Venezuelan opposition TV channel Globovision, which tussled with Chavez's government, said on Monday it had received a "formal buyout offer" and described it as "an attempted forced sale." It did not publicly name the potential buyer.

Globovision said its directors would provide more details in the coming hours. A Globovision employee who declined to be named said management described the business as "economically, legally and politically inviable".

Capriles, a 40-year-old centrist governor who describes himself as a "progressive" and an admirer of Brazil's model, ran in the last presidential election in October, taking 44 percent of the votes, but was unable to prevent Chavez's re-election.

While attacking Maduro's handling of the crisis over Chavez's cancer, Capriles will try to turn the focus of the month-long election campaign to the many day-to-day problems afflicting Venezuelans, from electricity cuts to crime and an inflation rate that is among the world's highest.

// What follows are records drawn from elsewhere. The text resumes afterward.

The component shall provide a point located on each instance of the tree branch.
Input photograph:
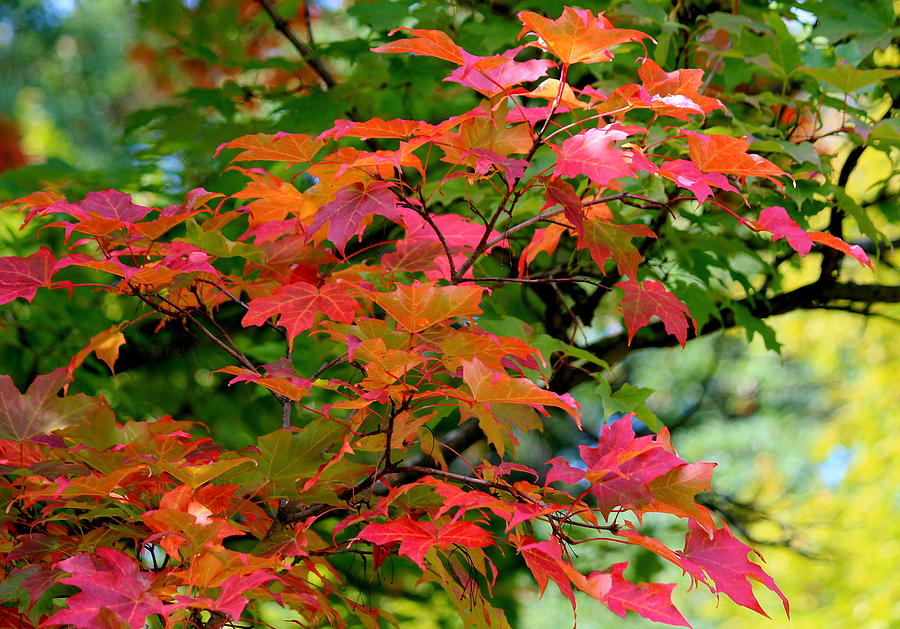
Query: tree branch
(282, 26)
(812, 296)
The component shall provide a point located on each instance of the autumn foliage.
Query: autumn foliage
(345, 241)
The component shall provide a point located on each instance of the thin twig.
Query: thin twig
(305, 51)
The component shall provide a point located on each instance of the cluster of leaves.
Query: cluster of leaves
(384, 256)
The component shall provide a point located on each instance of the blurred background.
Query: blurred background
(800, 411)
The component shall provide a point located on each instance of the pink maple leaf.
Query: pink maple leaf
(643, 300)
(109, 580)
(350, 206)
(21, 277)
(593, 153)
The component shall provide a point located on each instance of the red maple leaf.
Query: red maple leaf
(650, 600)
(231, 600)
(686, 174)
(836, 243)
(545, 561)
(21, 277)
(493, 75)
(605, 240)
(422, 304)
(40, 410)
(109, 580)
(350, 206)
(375, 128)
(723, 558)
(776, 220)
(426, 42)
(297, 305)
(577, 36)
(646, 299)
(673, 94)
(725, 154)
(280, 147)
(100, 213)
(593, 153)
(417, 538)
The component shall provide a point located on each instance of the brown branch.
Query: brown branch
(282, 26)
(810, 297)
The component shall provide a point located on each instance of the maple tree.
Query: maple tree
(387, 257)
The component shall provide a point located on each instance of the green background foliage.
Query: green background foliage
(137, 98)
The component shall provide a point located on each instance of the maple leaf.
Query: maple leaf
(650, 600)
(417, 538)
(545, 561)
(231, 600)
(105, 344)
(351, 205)
(492, 387)
(426, 42)
(297, 305)
(21, 277)
(593, 153)
(280, 147)
(674, 94)
(485, 133)
(494, 75)
(100, 213)
(279, 377)
(275, 199)
(109, 581)
(668, 88)
(725, 154)
(836, 243)
(723, 558)
(776, 220)
(686, 174)
(605, 239)
(577, 36)
(646, 299)
(423, 304)
(375, 128)
(675, 491)
(40, 411)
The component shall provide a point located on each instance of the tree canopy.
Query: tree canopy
(411, 261)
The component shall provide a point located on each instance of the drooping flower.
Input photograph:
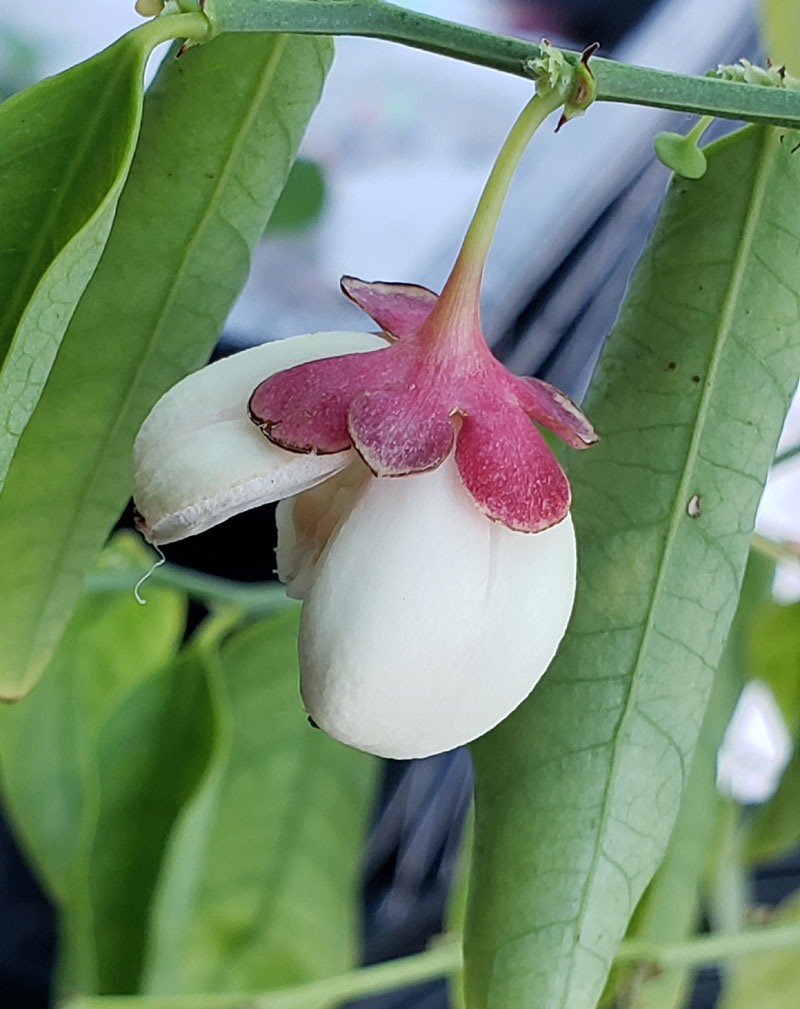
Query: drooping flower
(423, 520)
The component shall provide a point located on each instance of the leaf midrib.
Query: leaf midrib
(13, 309)
(266, 80)
(723, 329)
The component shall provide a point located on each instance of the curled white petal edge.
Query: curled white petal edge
(198, 459)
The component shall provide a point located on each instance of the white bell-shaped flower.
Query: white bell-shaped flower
(424, 624)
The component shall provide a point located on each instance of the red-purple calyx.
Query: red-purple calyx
(436, 385)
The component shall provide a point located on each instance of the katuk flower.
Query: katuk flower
(423, 520)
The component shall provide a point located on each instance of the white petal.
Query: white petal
(305, 524)
(198, 459)
(427, 624)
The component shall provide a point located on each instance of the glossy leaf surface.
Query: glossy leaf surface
(220, 130)
(83, 775)
(67, 144)
(259, 886)
(578, 791)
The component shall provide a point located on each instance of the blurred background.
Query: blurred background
(390, 170)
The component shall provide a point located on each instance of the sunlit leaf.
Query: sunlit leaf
(259, 887)
(67, 143)
(578, 791)
(70, 759)
(220, 130)
(670, 908)
(302, 200)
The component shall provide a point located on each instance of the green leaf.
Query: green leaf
(774, 656)
(669, 909)
(150, 755)
(70, 758)
(689, 400)
(67, 145)
(220, 130)
(767, 980)
(303, 198)
(781, 28)
(259, 884)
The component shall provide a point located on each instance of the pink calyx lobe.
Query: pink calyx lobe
(437, 383)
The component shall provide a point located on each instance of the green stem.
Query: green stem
(729, 883)
(163, 29)
(480, 232)
(615, 82)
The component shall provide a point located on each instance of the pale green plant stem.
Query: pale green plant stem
(728, 896)
(480, 232)
(461, 294)
(615, 82)
(445, 959)
(169, 26)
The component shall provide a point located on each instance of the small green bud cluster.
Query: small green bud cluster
(553, 72)
(745, 72)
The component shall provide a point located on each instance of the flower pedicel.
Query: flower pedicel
(423, 520)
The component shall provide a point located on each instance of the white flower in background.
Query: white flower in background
(756, 748)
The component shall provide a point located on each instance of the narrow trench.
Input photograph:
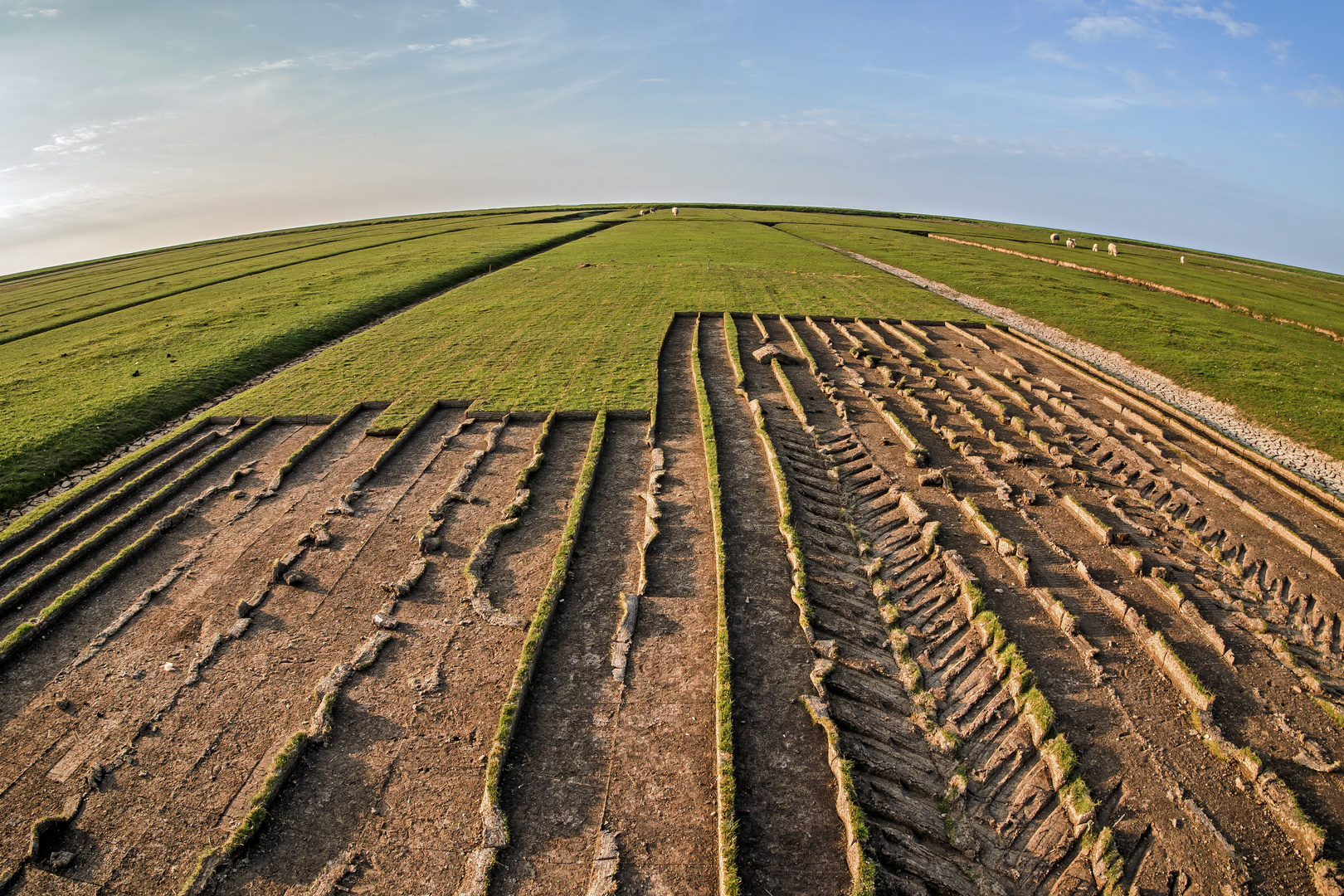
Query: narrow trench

Maduro, 50, who echoes Chavez's anti-imperialist rhetoric, is sure to make his former boss the centerpiece of his campaign while casting himself as the only heir.

On Monday, though, he did promise a new anti-crime drive, and to deepen Chavez's social programs, known as "missions," in the slums. He also sought to blame sky high crime levels, which worsened dramatically during Chavez's years in power, on Venezuela's wealthy, saying they had ignored festering social problems and turned their back on the poor.

Two opinion polls before Chavez's death gave Maduro a lead of more than 10 percentage points.

"This is going to be a really tough campaign for us, we know," said an aide at Capriles' office in Caracas.

"It's hard to get everyone enthused and pumped again. We've only got a month, and we're fighting Chavez's ghost, not Maduro. But believe me, we'll give it our best."